Your opening paragraph is another example of this. White surbanities think black people are bent on revenge? Surely that’s open to debate, just a bit. Why should we accept this notion versus the more straightforward idea that insular people often associate black folks with poverty and crime, and fear them because of that?

You have your mind made up about what other people believe. There’s nothing abnormal about this; we all do this to some extent. But if I’m reading an essay and every other paragraph is treating as fact things that are decidedly not fact, my conclusion will be that it is weak.

I can understand that argument. People who do not fall into the small elite group have a lot of human capital that cannot be utilized in an oppressive society. According to the UN, letting women enter the workforce is one of the best ways for a nation to escape poverty.

In a more unequal society, someone like Barack Obama would’ve been lucky to end up as a porter or a low wage worker. His human capital never would’ve been utilized by society. Marie Curie never would’ve made her discoveries. The Nazis kicking the Jews out of Germany led to many ending up in the US, where their contributions helped build the nuclear bomb.

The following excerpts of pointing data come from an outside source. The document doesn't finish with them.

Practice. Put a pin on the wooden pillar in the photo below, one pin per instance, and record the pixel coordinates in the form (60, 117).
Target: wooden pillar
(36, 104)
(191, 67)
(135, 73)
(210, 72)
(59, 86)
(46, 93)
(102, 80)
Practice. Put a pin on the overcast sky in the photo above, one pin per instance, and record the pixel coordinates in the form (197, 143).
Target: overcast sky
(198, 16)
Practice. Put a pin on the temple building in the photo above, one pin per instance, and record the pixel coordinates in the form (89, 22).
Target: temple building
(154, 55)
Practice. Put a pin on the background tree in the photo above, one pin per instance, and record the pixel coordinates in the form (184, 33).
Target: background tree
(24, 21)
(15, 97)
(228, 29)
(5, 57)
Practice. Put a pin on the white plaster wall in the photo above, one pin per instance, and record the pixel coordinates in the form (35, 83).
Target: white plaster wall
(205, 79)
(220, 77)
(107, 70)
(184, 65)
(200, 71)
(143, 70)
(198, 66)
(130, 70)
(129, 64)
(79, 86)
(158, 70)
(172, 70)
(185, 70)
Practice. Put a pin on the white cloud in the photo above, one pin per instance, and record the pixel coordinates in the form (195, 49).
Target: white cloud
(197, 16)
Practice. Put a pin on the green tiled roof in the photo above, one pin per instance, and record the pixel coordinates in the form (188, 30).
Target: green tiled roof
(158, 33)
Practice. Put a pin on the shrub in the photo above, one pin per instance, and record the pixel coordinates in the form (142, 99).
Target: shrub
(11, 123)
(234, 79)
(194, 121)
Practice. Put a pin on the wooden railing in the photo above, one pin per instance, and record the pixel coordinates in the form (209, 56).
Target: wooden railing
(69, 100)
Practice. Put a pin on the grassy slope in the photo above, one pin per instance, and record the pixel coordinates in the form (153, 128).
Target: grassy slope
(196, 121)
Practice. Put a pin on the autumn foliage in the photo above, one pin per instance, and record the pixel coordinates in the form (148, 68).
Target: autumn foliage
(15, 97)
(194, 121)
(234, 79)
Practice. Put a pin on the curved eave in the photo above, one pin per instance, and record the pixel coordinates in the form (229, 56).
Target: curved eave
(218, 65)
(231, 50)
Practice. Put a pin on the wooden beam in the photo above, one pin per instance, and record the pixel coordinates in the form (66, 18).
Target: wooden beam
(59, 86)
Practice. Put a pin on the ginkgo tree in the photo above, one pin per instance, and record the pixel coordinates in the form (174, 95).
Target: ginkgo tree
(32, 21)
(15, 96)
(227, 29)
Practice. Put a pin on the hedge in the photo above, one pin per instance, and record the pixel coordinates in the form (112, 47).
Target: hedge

On the other hand, Japanese society is very unequal. Very nativist, racist and sexist, yet they are still a developed nation with a working scientific infrastructure. Women only make up 10% of researchers in Japan and due to racial tensions, Japan wouldn’t allow immigration from a wide range of cultures like we do in America. In America, a lot of entrepreneurs, academics and researchers are foreign born. I don’t think that would ever fly in Japan. When I was in college, at least half my professors were foreign born. I don’t know if that kind of system would work in modern Japan.

Despite Japan’s more sexist and nativist attitudes, they still per capita are pretty productive and contribute to science, technology and development.

So I can see the argument you’re making, but modern Japan shows that you can still have a racist, sexist, nativist culture that still is highly productive.

I offered a choice in the original post: which would you prefer, to be an apex oppressor or to live in a society that had no oppressors / oppressed relationship at all?

Well, color me purple and call me Barney. Yes, I made those assumptions. Are you saying you would honestly prefer to be the successful oppressor? Or that you think you know of someone who would? Seriously???

And/or are you saying you don’t make choices on the basis of what outcome is to your personal benefit? In the latter case, on what conceivable basis do you ever make any choice whatsoever, do you flip coins or something?? :confused:

The racist drivel from the bunch of morons is, in fact, a fact. Empirical data, no less, regardless of the informality of the data-gathering process and the lack of attention to getting a representative sample and so forth. It may or may not accurately reflect their actual thinking, but that’s a potential flaw with any research modality that attempts to assess people’s opinion.

Let me try this a different way.

Suppose I say to you, “Wesley, you would benefit from having a syphilitic monkey on your back yanking your hair and flogging you with a dead trout”.

I assume you would reply, “WTF?! Like hell I would!” or something to that effect.

I could then tell you, “That less privileged person over there has nine monkeys on his back, all of them yanking his hair and pounding on him with dead fishies. It’s a zero-sum system, all those monkeys have to go on somebody’s back, and it is your privilege to only have one while that other guy has nine. Hence, lo and behold, you benefit from having a syphilitic monkey on your back”.

The logical error is that the appropriate comparison is not between you and the guy with the nine monkeys, it’s between you with a monkey on your back versus you without a monkey on your back.

And the appropriate comparison when someone says “so-and-so benefits from oppression” is not between them and someone who is far less privileged, but between them as they exist in an oppressive system and them as they would exist in a system without oppression. To “benefit” from “xxx” — from anything — is to be better off with it than without it, and “it”, in this case, is oppression.